Production Deploys
This was an exciting week for me. It was New Year's Eve, and I felt like working on Scribelate, but I didn’t feel like diving into a lot of code work. I had already done much of the coding to get a fairly functional version running locally. Plus, I’d registered the domain scribelate.com a while ago. So, I thought it would be a great idea to try setting up a production environment on New Year’s Eve.
It ended up taking most of the day and into the evening. I got pretty close but didn’t quite have a fully working version by the end of the night.
When you think about all the different things that go into a production build, it’s a lot. Setting up server environments, deploying the production build version of the code, configuring a database, deploying the database model… there are so many moving parts.

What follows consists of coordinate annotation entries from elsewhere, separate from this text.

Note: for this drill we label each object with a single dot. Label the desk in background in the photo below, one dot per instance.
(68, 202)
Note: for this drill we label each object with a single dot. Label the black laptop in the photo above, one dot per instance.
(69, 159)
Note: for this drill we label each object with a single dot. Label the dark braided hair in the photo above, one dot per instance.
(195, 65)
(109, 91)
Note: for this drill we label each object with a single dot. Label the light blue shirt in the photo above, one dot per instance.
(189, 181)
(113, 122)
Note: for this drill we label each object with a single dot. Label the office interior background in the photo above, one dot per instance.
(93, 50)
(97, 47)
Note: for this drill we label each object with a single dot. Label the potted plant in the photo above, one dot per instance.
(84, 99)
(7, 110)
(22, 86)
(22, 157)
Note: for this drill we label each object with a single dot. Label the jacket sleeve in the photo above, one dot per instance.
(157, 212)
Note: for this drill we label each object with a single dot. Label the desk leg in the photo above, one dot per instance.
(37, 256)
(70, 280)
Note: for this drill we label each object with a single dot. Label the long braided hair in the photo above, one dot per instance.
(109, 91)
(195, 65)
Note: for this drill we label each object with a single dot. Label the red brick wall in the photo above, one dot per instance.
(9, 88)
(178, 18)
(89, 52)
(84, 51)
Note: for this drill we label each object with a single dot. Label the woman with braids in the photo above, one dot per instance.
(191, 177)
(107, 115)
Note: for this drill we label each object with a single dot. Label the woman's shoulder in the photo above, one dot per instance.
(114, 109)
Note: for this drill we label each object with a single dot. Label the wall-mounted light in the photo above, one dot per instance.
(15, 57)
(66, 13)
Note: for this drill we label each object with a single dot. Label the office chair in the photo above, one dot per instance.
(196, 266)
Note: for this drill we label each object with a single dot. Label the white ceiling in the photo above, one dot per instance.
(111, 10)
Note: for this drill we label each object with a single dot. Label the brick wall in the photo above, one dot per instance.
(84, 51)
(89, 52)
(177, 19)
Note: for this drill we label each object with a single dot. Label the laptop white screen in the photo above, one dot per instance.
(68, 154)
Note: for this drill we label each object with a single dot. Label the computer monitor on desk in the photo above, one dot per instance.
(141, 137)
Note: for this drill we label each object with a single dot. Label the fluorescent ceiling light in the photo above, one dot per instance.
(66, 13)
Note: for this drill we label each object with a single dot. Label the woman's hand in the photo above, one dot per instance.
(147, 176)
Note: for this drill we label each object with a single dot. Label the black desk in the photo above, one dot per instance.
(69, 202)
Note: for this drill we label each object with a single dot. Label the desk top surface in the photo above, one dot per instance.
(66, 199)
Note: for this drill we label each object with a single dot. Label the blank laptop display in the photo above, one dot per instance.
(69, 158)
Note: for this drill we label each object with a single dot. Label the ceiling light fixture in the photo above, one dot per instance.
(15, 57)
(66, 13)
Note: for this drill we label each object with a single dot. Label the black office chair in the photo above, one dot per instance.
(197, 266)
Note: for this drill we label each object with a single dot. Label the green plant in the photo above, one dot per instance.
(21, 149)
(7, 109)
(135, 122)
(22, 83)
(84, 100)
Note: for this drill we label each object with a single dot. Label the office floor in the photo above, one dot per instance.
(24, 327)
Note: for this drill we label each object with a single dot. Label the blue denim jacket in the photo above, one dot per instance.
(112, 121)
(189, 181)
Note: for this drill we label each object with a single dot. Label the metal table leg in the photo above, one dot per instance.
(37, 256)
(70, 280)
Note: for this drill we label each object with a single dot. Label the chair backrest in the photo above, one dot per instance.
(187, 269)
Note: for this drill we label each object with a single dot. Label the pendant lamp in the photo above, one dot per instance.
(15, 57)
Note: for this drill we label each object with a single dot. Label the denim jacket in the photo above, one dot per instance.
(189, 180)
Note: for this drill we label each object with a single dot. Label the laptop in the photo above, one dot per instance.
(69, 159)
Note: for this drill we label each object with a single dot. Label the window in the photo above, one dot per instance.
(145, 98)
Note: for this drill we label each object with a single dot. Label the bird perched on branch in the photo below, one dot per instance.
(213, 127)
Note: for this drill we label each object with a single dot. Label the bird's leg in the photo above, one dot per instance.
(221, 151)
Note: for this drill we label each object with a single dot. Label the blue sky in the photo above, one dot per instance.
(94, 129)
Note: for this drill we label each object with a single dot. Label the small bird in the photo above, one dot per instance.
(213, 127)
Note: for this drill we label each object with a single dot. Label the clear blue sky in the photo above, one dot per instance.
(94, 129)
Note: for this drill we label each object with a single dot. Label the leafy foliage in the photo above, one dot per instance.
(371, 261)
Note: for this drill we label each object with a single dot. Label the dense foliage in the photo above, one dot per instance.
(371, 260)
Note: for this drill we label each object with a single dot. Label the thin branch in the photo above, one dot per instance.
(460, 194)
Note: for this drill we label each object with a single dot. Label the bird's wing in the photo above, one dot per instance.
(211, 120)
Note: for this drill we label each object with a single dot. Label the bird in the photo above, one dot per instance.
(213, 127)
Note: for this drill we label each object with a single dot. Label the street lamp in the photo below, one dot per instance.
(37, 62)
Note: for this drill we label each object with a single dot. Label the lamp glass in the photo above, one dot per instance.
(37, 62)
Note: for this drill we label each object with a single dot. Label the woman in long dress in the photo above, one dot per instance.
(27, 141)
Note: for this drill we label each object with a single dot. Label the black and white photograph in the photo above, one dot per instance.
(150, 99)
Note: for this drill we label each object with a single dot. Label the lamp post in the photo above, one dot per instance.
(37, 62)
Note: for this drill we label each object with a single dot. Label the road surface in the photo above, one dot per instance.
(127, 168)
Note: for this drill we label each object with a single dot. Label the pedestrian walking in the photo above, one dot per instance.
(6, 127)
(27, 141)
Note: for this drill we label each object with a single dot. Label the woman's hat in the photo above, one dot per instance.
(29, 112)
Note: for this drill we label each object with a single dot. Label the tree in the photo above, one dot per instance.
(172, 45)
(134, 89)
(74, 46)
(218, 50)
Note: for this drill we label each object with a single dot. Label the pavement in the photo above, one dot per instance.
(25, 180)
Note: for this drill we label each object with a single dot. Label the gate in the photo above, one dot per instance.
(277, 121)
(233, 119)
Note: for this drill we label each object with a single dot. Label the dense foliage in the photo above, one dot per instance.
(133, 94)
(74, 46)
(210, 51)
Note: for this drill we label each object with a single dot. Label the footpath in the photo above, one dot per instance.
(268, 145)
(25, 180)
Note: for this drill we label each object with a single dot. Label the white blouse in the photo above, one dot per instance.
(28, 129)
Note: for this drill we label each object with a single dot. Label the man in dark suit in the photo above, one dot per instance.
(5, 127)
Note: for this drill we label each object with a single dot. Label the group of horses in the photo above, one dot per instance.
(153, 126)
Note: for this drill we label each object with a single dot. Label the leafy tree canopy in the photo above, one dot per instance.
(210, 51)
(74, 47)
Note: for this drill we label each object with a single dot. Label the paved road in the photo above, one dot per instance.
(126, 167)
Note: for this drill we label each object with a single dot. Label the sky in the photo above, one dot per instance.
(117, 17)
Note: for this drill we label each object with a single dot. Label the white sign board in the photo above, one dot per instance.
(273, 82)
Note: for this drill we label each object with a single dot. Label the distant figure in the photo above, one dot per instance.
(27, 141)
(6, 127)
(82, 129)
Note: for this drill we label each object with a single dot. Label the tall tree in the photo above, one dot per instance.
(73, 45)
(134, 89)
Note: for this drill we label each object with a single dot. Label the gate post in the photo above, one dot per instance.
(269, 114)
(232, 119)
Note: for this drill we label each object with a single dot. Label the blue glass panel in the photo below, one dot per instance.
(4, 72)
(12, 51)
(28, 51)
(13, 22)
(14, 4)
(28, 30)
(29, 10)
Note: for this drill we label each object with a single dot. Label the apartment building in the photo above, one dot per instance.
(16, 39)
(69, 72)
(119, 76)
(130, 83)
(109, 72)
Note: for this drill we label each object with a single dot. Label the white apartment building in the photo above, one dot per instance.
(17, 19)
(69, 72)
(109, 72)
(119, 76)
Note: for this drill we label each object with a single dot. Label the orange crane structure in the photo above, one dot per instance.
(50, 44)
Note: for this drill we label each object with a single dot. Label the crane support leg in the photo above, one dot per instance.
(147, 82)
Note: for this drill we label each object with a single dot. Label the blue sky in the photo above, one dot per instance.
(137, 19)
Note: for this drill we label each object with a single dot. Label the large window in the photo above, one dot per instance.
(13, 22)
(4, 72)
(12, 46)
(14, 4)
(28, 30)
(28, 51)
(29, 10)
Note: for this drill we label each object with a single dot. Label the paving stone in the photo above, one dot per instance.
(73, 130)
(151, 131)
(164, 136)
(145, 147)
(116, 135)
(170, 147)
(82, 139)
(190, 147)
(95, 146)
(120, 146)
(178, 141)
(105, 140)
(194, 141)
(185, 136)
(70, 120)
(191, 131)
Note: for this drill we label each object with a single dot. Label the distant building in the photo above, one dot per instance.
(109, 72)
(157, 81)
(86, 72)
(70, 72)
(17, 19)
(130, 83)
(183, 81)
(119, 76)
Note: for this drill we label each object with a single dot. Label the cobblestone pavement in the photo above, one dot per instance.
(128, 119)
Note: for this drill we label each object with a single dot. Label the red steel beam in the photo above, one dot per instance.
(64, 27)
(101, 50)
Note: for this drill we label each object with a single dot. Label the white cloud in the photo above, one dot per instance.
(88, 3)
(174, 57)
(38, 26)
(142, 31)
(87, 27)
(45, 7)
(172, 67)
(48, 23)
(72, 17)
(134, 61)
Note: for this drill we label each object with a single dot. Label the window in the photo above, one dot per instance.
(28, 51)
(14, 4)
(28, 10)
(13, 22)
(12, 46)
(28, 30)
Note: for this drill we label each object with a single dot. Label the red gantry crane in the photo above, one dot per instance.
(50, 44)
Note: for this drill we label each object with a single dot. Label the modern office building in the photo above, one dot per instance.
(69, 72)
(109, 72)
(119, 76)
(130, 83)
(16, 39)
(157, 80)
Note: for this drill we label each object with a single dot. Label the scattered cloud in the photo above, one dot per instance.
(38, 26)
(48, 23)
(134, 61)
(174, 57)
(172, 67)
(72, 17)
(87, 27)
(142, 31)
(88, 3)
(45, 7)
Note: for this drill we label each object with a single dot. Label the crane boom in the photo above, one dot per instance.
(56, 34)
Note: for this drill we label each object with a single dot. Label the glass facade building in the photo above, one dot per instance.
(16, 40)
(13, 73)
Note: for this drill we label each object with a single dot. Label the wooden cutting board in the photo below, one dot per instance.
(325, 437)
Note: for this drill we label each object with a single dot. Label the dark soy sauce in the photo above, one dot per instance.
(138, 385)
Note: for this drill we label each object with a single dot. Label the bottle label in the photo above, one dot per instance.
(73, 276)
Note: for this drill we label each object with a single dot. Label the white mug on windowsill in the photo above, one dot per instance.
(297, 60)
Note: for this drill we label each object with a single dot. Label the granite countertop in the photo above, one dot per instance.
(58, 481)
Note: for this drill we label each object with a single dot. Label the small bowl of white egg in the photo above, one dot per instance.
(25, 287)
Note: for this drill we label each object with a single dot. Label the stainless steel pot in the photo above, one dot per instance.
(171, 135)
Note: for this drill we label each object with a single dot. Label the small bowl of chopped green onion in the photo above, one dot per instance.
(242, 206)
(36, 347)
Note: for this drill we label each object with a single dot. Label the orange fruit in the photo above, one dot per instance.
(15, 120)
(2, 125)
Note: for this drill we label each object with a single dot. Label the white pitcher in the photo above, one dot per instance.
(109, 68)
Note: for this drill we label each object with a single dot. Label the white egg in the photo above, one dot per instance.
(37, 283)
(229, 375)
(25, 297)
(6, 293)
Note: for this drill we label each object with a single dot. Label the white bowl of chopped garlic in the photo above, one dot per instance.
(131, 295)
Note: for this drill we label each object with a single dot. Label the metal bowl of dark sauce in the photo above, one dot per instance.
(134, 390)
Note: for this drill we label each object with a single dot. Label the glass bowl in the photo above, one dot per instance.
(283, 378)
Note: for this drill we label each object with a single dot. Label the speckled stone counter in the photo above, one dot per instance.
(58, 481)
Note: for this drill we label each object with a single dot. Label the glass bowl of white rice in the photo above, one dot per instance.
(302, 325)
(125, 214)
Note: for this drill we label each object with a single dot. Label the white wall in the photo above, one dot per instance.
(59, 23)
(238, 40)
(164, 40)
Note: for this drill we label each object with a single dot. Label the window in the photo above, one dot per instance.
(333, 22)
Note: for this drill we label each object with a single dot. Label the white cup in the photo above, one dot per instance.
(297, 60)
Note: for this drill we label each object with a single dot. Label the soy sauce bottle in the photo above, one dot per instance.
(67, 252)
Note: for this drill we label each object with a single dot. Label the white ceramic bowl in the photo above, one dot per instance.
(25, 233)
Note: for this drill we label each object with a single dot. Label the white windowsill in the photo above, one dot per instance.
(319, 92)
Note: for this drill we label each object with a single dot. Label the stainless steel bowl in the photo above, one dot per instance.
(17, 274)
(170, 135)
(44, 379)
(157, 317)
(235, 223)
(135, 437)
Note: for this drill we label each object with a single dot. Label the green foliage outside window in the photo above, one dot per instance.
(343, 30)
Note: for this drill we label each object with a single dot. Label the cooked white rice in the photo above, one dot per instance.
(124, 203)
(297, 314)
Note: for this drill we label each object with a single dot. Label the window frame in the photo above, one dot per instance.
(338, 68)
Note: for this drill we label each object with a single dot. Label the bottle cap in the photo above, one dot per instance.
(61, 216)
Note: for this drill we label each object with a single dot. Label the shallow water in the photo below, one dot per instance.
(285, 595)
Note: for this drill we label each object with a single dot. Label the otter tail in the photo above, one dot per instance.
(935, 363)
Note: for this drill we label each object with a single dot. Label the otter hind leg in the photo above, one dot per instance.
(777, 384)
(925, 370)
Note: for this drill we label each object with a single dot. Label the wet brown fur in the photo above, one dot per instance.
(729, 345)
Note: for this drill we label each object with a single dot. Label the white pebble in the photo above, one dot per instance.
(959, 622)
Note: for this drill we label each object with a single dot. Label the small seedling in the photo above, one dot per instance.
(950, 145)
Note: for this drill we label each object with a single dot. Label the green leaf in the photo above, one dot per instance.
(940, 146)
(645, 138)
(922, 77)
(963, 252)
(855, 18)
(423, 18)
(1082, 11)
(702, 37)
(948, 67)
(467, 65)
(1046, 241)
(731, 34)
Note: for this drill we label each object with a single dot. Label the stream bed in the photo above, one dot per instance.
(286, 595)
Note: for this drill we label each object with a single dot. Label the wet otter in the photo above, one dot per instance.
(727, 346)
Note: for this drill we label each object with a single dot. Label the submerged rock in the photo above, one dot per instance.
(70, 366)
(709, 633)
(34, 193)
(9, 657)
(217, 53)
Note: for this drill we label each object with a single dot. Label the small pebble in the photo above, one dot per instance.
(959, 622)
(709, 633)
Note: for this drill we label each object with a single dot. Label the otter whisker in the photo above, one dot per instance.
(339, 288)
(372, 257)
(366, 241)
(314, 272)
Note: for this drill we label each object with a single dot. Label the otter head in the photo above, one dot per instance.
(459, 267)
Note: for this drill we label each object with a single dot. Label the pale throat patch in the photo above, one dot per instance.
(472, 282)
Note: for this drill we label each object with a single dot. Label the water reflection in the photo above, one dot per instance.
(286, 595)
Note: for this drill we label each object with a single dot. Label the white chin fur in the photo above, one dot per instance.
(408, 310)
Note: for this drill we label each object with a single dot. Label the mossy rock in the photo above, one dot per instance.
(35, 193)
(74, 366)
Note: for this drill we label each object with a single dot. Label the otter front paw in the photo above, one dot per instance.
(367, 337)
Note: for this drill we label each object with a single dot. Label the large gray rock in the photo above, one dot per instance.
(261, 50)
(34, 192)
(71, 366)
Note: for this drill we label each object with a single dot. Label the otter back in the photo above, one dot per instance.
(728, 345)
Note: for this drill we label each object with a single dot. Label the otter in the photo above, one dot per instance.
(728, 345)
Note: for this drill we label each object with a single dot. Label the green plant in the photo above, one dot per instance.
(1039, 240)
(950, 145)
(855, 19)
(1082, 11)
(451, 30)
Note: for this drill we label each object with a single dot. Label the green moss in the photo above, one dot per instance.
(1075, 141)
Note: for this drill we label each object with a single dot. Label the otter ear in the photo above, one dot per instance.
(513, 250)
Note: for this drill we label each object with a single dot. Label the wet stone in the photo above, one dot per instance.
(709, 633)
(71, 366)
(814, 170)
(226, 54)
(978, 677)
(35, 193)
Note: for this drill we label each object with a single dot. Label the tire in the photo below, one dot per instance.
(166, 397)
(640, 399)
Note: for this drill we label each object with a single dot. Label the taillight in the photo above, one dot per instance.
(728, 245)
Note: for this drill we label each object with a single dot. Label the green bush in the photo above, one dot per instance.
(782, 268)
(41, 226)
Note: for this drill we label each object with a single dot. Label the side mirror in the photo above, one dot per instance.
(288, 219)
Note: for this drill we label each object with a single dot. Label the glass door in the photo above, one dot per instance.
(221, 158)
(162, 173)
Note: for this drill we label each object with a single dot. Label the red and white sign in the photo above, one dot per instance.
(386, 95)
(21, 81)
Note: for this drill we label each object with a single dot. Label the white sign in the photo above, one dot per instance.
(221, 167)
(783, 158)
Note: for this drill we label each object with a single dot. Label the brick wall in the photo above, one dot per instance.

The biggest challenge I faced—and as I told my wife, "Ignorance is a terrible thing"—was with my backend services, which are written in Go. Typically, building a Go application is straightforward. The command is:
go build -o appnameThis worked well until I tried deploying the Docker image into the production environment. This is where the ignorance kicked in... I do my development on a Mac M2 and had convinced myself the problem was related to the M2. I ended up giving up on New Year's Eve and started trying to fix it first thing in the morning by using an old Linux laptop I had for just such a problem. Alas, I had been wrong and needed to dig a little deeper. What I needed was a better build command build command that would build an executable that wasn't dependent on existing libraries. Something more like this:
CGO_ENABLED=0 GOOS=linux go build -a -installsuffix cgo -o appnameOnce I ran that command, everything worked fine.
So yeah, I wouldn’t say that New Year’s Day was the official launch day for Scribelate, but it was a pretty big milestone on that path.
I hope your New Year’s Eve was as fun as mine was.